Constant restriction creates a vicious cycle as the metabolism slows down to preserve the energy it’s not getting from food. This will further stall weight loss and can lead to pounds creeping back on, in turn causing many people to up their cardio and calorie restriction even more.
Determine the calories you need, taking into consideration your activity level, (including exercise) and keep a food log to stay on track. It only takes a slight calorie deficit of 250 calories a day and 250 calories burned with exercise to lose up to 3500 calories or 1 lb. a week.
#8 – Too Many Cheat Meals
A dangling carrot can certainly be great motivation for your workouts, but when that “carrot” becomes the occasional cinnamon roll, alcoholic beverage or seven-layer chocolate cake, it’s a potential slippery slope.
An indulgence for a special occasion is certainly okay, and even encouraged to maintain sanity. Having a bite of something sinful every now and then won’t reverse all of the good you’ve done but be cautious of a weekly cheat meal. The cleaner the fuel (food) in your body, the leaner you’ll be. If you notice your body fat is starting to creep up, get real about managing those cheat meals.
#9 – Stress and Hormones
At times of stress it’s not uncommon for people to turn to food. Whether it’s eating to fill an emotional void or eating on the run because there never seems to be enough time in the day; a stressed-out lifestyle can lead to weight gain and hinder your workouts.

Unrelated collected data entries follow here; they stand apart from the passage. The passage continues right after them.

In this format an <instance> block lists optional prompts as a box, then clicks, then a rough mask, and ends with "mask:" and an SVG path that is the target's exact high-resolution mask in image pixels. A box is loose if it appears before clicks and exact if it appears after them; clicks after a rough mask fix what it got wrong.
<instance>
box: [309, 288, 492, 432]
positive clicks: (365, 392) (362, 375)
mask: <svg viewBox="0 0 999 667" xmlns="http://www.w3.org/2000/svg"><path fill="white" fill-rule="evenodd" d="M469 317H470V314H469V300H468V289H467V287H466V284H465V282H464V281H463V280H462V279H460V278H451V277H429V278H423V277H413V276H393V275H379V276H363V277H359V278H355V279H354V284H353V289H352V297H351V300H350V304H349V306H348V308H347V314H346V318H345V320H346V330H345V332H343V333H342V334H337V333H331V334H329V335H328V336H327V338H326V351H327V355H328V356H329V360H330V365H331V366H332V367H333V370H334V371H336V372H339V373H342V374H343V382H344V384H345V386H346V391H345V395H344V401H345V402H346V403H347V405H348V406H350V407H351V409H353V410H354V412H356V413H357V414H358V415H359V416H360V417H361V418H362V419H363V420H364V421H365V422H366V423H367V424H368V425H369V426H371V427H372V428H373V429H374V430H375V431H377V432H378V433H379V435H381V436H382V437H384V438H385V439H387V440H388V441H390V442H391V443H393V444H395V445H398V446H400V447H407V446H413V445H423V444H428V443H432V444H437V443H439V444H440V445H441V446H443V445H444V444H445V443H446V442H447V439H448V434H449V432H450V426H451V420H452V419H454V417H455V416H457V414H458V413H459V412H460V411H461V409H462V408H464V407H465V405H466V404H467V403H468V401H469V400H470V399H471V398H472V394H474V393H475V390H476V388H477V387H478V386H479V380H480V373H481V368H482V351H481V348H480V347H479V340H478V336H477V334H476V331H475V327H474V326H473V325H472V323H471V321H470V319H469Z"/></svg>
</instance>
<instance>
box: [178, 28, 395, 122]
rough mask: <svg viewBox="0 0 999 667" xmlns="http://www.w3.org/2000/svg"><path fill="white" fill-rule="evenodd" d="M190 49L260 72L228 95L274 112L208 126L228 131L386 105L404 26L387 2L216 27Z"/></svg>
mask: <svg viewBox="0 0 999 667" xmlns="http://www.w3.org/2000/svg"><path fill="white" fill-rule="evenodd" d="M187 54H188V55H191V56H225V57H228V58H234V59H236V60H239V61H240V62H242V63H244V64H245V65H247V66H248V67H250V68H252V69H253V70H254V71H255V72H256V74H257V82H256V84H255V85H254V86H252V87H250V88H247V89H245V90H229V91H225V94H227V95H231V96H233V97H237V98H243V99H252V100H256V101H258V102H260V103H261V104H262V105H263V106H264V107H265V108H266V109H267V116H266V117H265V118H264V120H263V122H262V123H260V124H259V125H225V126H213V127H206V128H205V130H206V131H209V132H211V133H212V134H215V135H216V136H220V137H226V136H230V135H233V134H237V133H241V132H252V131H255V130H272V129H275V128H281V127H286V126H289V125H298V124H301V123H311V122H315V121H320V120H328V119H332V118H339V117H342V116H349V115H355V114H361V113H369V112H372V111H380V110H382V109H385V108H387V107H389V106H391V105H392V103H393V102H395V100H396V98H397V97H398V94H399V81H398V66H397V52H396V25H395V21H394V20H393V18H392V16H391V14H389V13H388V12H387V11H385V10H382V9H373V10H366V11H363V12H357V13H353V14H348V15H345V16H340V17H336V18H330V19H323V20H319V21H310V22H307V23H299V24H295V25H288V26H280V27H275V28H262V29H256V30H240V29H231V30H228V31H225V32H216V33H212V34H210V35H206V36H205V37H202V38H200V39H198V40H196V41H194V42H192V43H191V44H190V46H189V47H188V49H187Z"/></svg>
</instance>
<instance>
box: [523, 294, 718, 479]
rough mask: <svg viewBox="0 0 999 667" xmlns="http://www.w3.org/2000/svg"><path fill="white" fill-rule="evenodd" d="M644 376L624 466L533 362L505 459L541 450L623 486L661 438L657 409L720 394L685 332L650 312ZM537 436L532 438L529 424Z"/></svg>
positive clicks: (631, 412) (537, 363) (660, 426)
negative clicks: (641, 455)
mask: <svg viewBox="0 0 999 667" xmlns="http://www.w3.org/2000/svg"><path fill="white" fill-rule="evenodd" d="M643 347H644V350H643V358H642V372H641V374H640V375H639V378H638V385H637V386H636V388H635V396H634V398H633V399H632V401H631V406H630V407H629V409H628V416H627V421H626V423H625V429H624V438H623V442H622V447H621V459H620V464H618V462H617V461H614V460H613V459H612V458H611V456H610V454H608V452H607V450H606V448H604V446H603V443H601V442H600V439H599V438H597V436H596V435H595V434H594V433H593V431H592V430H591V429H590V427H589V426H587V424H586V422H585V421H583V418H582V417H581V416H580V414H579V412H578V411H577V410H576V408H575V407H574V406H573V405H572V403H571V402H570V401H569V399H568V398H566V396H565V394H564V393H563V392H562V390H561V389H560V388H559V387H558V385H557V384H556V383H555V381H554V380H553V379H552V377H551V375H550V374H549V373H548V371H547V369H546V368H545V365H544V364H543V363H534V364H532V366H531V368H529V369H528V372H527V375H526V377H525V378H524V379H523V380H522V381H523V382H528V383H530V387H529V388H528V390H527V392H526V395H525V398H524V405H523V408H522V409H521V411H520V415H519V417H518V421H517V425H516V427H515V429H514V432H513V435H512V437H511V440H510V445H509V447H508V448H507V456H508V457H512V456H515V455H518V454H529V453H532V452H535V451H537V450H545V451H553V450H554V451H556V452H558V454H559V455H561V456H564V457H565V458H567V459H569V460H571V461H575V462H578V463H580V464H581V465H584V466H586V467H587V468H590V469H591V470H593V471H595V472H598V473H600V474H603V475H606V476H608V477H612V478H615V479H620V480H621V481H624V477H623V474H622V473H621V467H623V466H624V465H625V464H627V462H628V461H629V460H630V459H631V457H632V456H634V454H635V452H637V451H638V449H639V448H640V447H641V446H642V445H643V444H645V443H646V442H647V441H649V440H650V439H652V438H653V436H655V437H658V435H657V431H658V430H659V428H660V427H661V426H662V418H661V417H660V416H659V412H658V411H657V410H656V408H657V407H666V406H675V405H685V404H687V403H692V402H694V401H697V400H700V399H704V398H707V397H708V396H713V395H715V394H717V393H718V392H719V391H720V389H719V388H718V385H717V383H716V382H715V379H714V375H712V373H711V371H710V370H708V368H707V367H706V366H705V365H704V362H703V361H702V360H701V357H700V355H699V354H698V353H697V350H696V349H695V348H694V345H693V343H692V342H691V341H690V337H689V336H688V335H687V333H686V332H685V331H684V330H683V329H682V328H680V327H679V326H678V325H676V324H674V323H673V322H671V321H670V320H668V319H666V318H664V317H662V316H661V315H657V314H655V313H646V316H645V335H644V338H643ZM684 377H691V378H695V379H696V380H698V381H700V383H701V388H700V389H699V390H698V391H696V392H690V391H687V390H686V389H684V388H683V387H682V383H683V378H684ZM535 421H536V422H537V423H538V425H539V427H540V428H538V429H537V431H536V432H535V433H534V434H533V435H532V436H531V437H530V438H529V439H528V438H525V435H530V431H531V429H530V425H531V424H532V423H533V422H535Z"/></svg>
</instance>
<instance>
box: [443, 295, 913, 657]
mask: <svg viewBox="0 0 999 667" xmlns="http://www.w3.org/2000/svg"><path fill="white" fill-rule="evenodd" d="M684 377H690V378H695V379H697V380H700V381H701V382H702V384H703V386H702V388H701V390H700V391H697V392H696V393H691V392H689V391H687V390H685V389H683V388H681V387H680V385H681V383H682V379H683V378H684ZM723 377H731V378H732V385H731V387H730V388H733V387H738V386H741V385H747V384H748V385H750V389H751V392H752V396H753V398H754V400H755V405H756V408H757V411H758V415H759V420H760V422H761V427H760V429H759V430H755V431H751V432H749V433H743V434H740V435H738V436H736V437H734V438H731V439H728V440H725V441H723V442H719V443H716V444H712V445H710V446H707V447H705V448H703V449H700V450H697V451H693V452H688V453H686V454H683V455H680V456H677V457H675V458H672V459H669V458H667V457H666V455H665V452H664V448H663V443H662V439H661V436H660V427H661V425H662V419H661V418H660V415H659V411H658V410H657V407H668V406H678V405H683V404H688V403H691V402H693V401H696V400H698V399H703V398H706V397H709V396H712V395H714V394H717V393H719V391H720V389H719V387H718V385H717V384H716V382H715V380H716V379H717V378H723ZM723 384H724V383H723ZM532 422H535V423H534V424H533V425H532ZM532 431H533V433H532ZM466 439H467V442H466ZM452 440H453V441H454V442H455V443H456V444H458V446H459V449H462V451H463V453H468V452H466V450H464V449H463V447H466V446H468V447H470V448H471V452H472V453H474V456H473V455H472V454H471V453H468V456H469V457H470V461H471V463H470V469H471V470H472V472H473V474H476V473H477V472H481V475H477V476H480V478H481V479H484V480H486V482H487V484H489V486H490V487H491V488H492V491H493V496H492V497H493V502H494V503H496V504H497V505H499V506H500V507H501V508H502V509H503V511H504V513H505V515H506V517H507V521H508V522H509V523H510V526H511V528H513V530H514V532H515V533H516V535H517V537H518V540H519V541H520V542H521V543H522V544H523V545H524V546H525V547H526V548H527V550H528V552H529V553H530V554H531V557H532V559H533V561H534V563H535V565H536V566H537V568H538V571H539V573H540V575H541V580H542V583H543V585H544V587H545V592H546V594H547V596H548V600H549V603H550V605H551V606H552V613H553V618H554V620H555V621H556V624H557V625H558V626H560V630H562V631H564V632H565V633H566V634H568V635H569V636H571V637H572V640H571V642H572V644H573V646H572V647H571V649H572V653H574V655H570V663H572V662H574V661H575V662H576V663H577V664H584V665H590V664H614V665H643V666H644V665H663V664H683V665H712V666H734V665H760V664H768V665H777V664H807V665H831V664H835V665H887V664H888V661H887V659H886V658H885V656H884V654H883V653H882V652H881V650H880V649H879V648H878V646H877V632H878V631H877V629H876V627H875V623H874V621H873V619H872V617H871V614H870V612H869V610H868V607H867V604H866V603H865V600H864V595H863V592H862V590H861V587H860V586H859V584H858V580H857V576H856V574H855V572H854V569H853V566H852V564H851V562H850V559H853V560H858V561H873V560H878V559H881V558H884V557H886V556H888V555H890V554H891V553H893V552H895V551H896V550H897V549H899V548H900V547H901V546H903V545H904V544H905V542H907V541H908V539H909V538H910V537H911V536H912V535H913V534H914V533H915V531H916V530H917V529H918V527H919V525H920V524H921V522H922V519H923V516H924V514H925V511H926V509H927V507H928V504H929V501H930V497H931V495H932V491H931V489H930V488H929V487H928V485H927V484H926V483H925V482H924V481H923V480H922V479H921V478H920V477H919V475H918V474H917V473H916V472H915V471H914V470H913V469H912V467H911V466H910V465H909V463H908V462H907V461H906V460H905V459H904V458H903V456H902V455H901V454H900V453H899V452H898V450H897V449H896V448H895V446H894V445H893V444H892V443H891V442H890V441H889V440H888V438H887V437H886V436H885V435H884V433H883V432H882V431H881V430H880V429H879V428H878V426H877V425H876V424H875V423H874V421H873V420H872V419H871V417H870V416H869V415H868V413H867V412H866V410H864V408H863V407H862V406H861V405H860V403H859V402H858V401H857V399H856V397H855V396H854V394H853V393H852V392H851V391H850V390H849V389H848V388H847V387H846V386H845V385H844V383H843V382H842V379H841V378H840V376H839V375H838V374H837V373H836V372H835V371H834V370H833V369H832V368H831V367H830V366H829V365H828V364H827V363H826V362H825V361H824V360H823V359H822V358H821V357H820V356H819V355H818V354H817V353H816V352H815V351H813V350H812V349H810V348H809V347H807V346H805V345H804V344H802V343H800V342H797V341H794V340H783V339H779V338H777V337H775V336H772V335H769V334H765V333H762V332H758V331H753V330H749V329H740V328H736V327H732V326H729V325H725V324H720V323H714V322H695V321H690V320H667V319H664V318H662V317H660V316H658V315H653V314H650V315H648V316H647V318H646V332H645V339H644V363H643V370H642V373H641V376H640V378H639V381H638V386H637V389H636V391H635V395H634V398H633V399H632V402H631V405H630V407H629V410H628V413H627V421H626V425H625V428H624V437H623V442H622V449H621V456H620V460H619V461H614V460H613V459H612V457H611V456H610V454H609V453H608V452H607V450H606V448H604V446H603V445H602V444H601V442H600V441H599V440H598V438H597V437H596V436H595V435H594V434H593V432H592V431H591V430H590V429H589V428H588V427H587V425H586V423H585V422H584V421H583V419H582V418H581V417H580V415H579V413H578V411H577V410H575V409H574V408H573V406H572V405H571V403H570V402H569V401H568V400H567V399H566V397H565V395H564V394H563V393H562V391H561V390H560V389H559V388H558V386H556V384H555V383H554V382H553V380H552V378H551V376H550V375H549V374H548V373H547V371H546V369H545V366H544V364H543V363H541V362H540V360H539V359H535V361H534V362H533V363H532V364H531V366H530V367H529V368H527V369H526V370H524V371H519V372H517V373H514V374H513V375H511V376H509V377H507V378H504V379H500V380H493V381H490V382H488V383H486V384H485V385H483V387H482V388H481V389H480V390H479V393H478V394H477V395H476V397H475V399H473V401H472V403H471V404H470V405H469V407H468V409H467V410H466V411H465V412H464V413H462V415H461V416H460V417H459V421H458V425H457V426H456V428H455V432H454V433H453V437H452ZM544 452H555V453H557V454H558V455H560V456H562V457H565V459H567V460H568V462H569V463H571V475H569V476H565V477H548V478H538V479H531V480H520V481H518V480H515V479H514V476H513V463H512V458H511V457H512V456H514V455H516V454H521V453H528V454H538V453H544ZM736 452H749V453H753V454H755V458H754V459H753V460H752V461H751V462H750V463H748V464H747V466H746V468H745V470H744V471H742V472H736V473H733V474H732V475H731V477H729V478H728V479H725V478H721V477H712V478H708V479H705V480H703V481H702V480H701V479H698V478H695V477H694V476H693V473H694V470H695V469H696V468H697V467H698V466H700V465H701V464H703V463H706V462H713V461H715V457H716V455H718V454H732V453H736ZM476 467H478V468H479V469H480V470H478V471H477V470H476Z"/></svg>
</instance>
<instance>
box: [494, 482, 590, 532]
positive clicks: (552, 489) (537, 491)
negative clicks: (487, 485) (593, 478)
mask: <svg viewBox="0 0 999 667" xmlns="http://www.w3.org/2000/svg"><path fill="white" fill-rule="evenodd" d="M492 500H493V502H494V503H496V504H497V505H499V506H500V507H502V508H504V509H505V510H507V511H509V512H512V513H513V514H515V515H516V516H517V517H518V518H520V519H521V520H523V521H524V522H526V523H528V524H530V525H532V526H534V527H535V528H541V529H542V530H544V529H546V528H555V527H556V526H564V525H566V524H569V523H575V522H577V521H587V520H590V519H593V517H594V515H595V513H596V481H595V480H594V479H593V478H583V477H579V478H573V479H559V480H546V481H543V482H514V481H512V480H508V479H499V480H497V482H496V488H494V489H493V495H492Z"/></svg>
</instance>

Cortisol is often referred to as the stress hormone because it is secreted in excess during times of stress. In small amounts, cortisol plays an important role in regulating blood pressure, blood sugar, the immune system, and even pain. If you are constantly stressed, your body pumps out insulin to convert glucose to quick energy as a fight or flight response. A constant demand for insulin can lead to insulin resistance, increased appetite and weight gain.
Chronically elevated cortisol can lead to heart disease and a suppressed immune system as well. The cortisol response to inflammation will help reduce it unless it stays high for too long. Elevated levels increase your risk of cancer and autoimmune diseases. They also constrict your blood vessels, increasing blood pressure, creating the ideal environment for a heart attack or stroke.
Not everyone is affected by stress and cortisol in the same way. Some handle it well, while others fall apart at the seams. If your workouts seem less productive and you often combat cravings, consider finding methods to reduce stress in your life.
#10 – Lack of Consistency
All too often people start an exercise program with the best of intentions, scheduling themselves up to 5 days a week. Don’t set yourself up for failure right out of the gate.
Before engaging in a regular workout routine, determine a realistic number of days that you will be able to commit to without fail. Consistency is paramount to your fitness success. Catching a workout every now and then is good for your overall health, but for those looking to make noticeable change, it’s going to take a regular routine and solid commitment.
If you can only go 3 days a week, be sure to hit every muscle group within those 3 days with enough intensity. Stay active the other days. Any amount of exercise is always encouraged, but it’s those who reframe their thinking to “training” and not just a workout who typically achieve greater success.